Jesus Christ, I feel like killing myself. In all seriousness, something has gone badly wrong with these people.

Comics gain cultural respectability update: Still A Ways To Go. Michiko Kakutani reviews Roz Chast's new collection today in the NYT. I like Chast's cartoons just fine, but Kakutani goes overboard when she says they "reinvent the cartoon form." In what way, exactly, does Chast "reinvent the cartoon form"? By, uh, combining doodly little pictures with hand-written dialogue? Think about what it would take for Kakutani to say of a prose writer that she "reinvents the novel form.

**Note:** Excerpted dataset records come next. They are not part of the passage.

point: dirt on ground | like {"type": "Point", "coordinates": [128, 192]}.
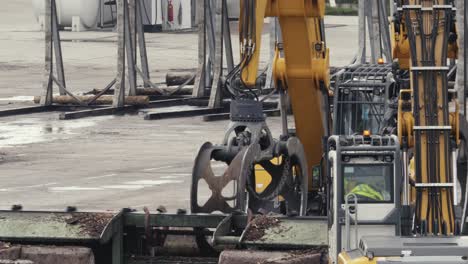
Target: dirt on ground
{"type": "Point", "coordinates": [91, 223]}
{"type": "Point", "coordinates": [259, 225]}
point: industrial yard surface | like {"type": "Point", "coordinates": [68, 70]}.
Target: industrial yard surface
{"type": "Point", "coordinates": [103, 163]}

"Police shooting reunites circle of common loss": NYT followup to the Sean Bell shooting: apparently the families of people killed by police form an informal social and support network.


Trading places: Slate's Daniel Gross points out that the Democrats aren't the only party reverting to a protectionist agenda.

There's one final and very important Republican failure when it comes to free trade. Free trade is not simply getting cheap goods from China. It's about creating the social and political conditions favorable to the continued expansion of trade.... Rightly or wrongly, many Americans, even those who reap the gains of free trade daily, identify free trade and globalization with their declining financial security. And the response of President Bush and the congressional Republicans has essentially been, "tough."

Hip-hop's Ivy League hustler: Interesting profile of Ryan Leslie, who got a perfect 1600 on the SAT at 15, gave the class graduation speech at Harvard at 19, and is now a rising hip-hop producer. "Everywhere he goes, Leslie is filmed. This is because he pays someone to film him."